15th Annual Conference of the International Speech Communication Association

September 14-18, 2014

A Minimal-Resource Transliteration Framework for Vietnamese

Hoang Gia Ngo (1), Nancy F. Chen (2), Sunil Sivadas (2), Bin Ma (2), Haizhou Li (2)

(1) National University of Singapore, Singapore
(2) A*STAR, Singapore

Transliteration converts words in a source language (e.g., English) into phonetically equivalent words in a target language (e.g., Vietnamese). Transliteration is therefore used to handle out-of-vocabulary (OOV) words adopted from foreign languages in automatic speech recognition and keyword search systems.
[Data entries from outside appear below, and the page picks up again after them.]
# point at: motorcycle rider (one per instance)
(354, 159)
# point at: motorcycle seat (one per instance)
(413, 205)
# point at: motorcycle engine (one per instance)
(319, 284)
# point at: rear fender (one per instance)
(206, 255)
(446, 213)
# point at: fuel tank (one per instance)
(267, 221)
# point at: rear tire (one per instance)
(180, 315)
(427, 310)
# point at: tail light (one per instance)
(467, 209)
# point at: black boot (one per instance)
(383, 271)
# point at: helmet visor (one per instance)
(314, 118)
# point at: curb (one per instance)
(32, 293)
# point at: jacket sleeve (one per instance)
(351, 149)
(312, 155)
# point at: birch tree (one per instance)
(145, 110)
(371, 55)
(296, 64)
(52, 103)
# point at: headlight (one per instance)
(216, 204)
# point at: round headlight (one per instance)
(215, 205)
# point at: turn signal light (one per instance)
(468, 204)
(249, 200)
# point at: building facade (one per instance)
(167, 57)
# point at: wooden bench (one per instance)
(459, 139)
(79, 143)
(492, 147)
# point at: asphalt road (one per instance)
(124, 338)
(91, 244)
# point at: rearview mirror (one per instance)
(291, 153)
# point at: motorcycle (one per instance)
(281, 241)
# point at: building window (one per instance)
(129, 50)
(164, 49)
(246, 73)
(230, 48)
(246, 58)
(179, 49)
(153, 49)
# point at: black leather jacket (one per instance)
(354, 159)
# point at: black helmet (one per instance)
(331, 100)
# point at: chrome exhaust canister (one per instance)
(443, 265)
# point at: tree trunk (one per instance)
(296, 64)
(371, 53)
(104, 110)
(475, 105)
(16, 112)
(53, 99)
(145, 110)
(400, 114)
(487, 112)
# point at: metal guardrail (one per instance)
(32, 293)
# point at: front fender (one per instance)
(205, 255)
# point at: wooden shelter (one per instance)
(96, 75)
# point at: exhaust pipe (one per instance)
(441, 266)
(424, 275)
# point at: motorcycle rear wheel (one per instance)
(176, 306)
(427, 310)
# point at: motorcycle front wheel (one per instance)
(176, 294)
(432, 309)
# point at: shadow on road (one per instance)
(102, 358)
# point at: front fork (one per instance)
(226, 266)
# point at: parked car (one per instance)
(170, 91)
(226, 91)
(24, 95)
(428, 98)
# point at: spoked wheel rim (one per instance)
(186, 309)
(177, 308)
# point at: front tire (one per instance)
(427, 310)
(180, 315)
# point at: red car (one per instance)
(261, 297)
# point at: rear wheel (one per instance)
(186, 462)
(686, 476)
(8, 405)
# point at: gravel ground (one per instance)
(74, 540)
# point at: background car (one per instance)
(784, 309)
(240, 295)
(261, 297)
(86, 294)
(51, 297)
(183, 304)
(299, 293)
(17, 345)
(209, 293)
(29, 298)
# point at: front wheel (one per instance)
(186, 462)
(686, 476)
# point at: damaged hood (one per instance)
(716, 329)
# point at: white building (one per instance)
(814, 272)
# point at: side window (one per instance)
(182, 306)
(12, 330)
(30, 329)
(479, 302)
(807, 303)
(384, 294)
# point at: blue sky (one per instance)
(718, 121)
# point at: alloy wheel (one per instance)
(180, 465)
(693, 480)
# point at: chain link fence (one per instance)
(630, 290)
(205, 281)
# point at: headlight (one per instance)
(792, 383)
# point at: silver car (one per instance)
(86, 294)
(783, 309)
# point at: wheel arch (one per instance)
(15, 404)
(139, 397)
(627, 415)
While statistical transliteration approaches have been widely adopted, they may not always be suitable for under-resourced languages, where training data is scarce. In this work, we present a rule-based Vietnamese transliteration framework suitable for spoken language applications with minimal linguistic resources. We show that the proposed system outperforms statistical baselines by up to 81.70% relative when there is limited training examples (94 word pairs). In addition, we investigate the trade-off between training corpus size and transliteration performance of different methods on two distinct corpora. We also show that the proposed model outperforms statistical baselines up to 36.76% relative in keyword search tasks.

Full Paper

Bibliographic reference.  Ngo, Hoang Gia / Chen, Nancy F. / Sivadas, Sunil / Ma, Bin / Li, Haizhou (2014): "A minimal-resource transliteration framework for vietnamese", In INTERSPEECH-2014, 1410-1414.